Athens mosque plan faces new hurdles
Far-right groups threaten to stop construction of mosque, while Zaha Hadid denies she offered to design it
A controversial bid to build a mosque in Athens has assumed new, more dramatic proportions amid threats by the far-right to stop its construction and a denial by the renowned Anglo-Iraqi architect, Zaha Hadid, that she is involved in its design.
Tensions have soared in the only EU capital where Muslims are still forced to pray in underground basement flats and garages in the absence of a proper place of worship.
Two weeks after a neo-fascist party won its first-ever seat on Athens council in local elections – highlighting growing Greek hostility over the country’s rising immigrant population –opposition to the decades-old project has grown.
London-based Hadid, whose ultra-modern creations include Rome’s Maxxi: Museum of 21st century Arts, took the unusual step of refuting local media reports that she had offered to design the state-funded mosque for free.

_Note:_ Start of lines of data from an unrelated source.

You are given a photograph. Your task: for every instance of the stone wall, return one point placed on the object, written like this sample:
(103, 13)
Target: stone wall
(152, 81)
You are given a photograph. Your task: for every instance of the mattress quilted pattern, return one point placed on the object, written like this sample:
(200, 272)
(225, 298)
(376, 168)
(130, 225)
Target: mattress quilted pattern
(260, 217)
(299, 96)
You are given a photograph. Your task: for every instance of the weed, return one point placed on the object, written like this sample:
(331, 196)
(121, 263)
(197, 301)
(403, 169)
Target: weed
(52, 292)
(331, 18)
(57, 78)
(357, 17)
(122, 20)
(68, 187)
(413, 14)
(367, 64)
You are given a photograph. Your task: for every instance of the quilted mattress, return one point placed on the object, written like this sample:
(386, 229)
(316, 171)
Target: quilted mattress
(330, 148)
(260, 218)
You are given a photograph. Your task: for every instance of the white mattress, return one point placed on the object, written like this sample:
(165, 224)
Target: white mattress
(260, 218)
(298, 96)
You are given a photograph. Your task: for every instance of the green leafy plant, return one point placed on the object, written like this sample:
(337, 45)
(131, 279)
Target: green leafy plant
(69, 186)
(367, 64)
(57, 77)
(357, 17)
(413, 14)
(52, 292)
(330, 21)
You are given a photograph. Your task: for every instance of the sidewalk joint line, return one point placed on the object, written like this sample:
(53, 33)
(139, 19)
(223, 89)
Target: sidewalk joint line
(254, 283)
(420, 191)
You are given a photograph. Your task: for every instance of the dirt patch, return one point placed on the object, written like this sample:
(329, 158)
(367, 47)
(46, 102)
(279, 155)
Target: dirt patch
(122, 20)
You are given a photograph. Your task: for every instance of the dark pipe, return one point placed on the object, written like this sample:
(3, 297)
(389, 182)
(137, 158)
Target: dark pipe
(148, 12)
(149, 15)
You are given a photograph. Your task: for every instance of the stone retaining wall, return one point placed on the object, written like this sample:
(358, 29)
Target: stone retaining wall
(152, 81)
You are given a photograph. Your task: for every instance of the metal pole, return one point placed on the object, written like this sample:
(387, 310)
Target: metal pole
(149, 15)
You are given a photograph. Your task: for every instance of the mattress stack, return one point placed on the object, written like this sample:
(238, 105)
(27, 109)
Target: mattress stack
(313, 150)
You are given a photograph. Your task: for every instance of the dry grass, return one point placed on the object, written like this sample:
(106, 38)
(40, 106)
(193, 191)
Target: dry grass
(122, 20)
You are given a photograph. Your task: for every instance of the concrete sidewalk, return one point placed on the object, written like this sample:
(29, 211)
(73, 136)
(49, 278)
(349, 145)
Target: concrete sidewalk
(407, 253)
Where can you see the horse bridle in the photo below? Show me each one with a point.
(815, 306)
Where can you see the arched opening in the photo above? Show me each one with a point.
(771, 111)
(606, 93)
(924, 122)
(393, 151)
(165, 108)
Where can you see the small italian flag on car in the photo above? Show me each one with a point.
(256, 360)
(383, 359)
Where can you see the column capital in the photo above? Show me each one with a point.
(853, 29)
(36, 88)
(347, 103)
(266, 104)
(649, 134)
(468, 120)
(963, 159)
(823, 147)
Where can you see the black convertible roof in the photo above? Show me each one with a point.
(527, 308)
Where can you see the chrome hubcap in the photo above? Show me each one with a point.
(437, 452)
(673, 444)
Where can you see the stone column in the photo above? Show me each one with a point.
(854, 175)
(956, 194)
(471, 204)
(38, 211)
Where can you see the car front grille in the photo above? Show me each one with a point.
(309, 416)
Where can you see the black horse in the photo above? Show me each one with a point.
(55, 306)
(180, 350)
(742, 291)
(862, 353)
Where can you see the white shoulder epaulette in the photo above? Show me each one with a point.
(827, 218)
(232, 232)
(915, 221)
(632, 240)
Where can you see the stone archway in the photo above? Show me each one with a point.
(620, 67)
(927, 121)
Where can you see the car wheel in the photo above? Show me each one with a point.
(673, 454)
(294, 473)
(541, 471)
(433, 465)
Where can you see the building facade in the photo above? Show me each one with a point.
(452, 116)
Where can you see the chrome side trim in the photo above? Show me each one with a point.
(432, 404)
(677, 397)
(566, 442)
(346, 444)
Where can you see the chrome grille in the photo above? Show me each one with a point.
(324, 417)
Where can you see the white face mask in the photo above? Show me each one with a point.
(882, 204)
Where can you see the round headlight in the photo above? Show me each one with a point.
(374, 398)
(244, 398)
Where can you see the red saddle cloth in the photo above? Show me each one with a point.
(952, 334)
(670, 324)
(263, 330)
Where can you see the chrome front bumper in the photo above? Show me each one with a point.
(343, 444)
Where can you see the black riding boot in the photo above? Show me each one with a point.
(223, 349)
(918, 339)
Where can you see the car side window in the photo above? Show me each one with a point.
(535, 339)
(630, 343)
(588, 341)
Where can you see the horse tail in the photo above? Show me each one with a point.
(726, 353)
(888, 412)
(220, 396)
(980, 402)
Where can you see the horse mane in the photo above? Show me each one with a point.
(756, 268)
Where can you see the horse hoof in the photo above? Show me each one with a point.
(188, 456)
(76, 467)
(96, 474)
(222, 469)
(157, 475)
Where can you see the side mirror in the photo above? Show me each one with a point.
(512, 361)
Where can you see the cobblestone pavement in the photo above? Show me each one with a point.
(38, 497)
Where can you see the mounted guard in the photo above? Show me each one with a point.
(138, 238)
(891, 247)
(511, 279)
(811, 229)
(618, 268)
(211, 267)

“The practice has not been approached by the authorities in Greece nor by any other institution regarding a mosque in Athens,” her office said in a statement.
“Recent reports referring to Zaha Hadid Architects’ involvement in the project are unfounded.”
The rebuttal is the latest twist in a saga that dates back to the 1930’s over whether the predominantly Christian Orthodox state should officially cater to followers of Islam.
Not since the Ottomans evacuated Athens in 1832, nearly 400 years after they marched into the city, has a mosque operated within its confines. The legacy of such rule has meant that outside Greece’s Muslim-dominated province of Thrace, Nicosia in Cyprus is the only city in the Hellenic world where the muezzin can still be heard.
Arguments over locale and funding have added to the row. In the run-up to the 2004 Athens Olympic games, an offer by the late King Fahd of Saudi Arabia to finance a mosque near Athens international airport was vociferously opposed by the Greek Orthodox church on the grounds that the sight of a minaret and dome might make visitors wonder where they had landed in an Islamic state.
A law passed in 2006 by the previous conservative administration foreseeing the construction of a Muslim place of worship on a former naval site near the city centre foundered after locals put up a stiff fight.
Today, resistance has been fuelled by the country’s dire fiscal straits. With unprecedented government cutbacks and economic austerity, many Greeks have asked whether it is appropriate to allocate funds for a mosque.
“Why should we spend money to build a mosque?” Maria Kontou, a pensioner, was quoted as saying in the English-language Athens Plus. “Did we ever get help to build Greek Orthodox churches abroad?”
But as a gateway to the EU of illegal immigrants, Greece’s Muslim population is also growing. At nearly half a million, the community stepped up pressure on the ruling Socialists to resolve the dispute earlier this month by staging mass public prayer sessions across Athens to mark the Eid al-Adha festival.
The open-air services triggered clashes between police and protesters from the extreme-right nationalist Chrysi Avgi party, who at one site pelted worshippers with eggs, deluged them with offensive leaflets and screamed obscenities.
Attempting to allay tensions, George Papandreou’s government has announced that it will convene an international competition to design the mosque in the coming months.